1) Submit an invoice and a timesheet separately

Include a line item for time spent and the cost
Include a line item for material and the cost

A line item should include the following:

Example:

Time Description Rate Total
25.5 Design & Chop of the xxxxxx Website 25 637.50
  Helvetica Nueue Font (approved by client) 1 29.99

2) Integrate your time sheet into your invoice

Include a line item for each activity & block of time.

Example:

date Time Description Rate Total
3/23/07 2.5 Rough out some concepts 25 62.5
3/24/07 0.5 Review 1st comps 25 12.5
3/24/07 3 Round 2 comps – focus on web 2.0 style 25 75
you get the idea…
4/1/07   Helvetica Nueue Font (approved by client) 1 29.99

Which is better? That totally depends on what your client likes and what software you use to track you time. What you don’t track your time? Personally I use QuickBooks, which has an awesome time tracker that integrates directly with billing. Peter is on a Mac & uses iBiz because QB seems to hate Mac users (don’t we all). We are still looking for an integrated solution and will certainly blog on it when we find that.

Some Specifics

Terms: You can put whatever terms you like, but frankly, you’ll probably get ignored or snorted at if you request less than net 30. I’m not saying that it is bad to try, just that very few companies every pay that quickly. For example, we pay all our contractors at the first of the month. Why? Because we are busy, and I set aside a day each month to handle all our accounts payable. So, if you happen to be working with us, a smart thing to do is figure out what day that is and get your invoicing lined up. This is pretty much true with everyone. I have learned to make friends with someone in the AP department in most of our large clients, as nagging them seems to be the only way to ever truly get paid. We have had Fortune 500 companies be months late, not because they can’t pay, just because the bureaucracy is that bad. The squeeky wheel gets paid.
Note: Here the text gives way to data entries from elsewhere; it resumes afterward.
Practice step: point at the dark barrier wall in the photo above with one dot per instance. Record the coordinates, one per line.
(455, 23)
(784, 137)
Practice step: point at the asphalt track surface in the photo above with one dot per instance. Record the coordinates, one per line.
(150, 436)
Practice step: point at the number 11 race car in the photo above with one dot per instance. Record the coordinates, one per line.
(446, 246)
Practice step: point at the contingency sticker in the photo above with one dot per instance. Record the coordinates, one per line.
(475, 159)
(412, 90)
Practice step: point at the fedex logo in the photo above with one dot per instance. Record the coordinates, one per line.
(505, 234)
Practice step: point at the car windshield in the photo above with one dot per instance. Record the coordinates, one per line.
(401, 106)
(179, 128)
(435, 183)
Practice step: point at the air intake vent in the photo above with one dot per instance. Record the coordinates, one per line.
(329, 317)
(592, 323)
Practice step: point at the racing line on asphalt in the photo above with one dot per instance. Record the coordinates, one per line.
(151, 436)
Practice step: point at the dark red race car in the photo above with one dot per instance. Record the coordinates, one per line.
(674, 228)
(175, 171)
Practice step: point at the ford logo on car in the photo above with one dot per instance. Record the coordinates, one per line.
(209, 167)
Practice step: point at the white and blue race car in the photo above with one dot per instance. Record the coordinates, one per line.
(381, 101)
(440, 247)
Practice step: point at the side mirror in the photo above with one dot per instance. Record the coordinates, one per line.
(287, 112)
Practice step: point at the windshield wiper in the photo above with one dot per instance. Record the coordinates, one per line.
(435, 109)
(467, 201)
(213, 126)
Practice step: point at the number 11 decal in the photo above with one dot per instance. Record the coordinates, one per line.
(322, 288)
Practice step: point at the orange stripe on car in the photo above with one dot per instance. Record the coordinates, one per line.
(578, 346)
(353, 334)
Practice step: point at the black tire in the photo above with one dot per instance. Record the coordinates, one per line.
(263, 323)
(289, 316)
PO: if you are working with a company that uses PO’s, don’t miss this. Best way to have your payments get delayed indefinitely.

Some Samples

We asked one of our contractors if he would be willing to make a generic version of his invoice since it is far and above the clearest an nicest we receive from our collective group.

Download Invoice Template

Have fun, make some money & make a difference.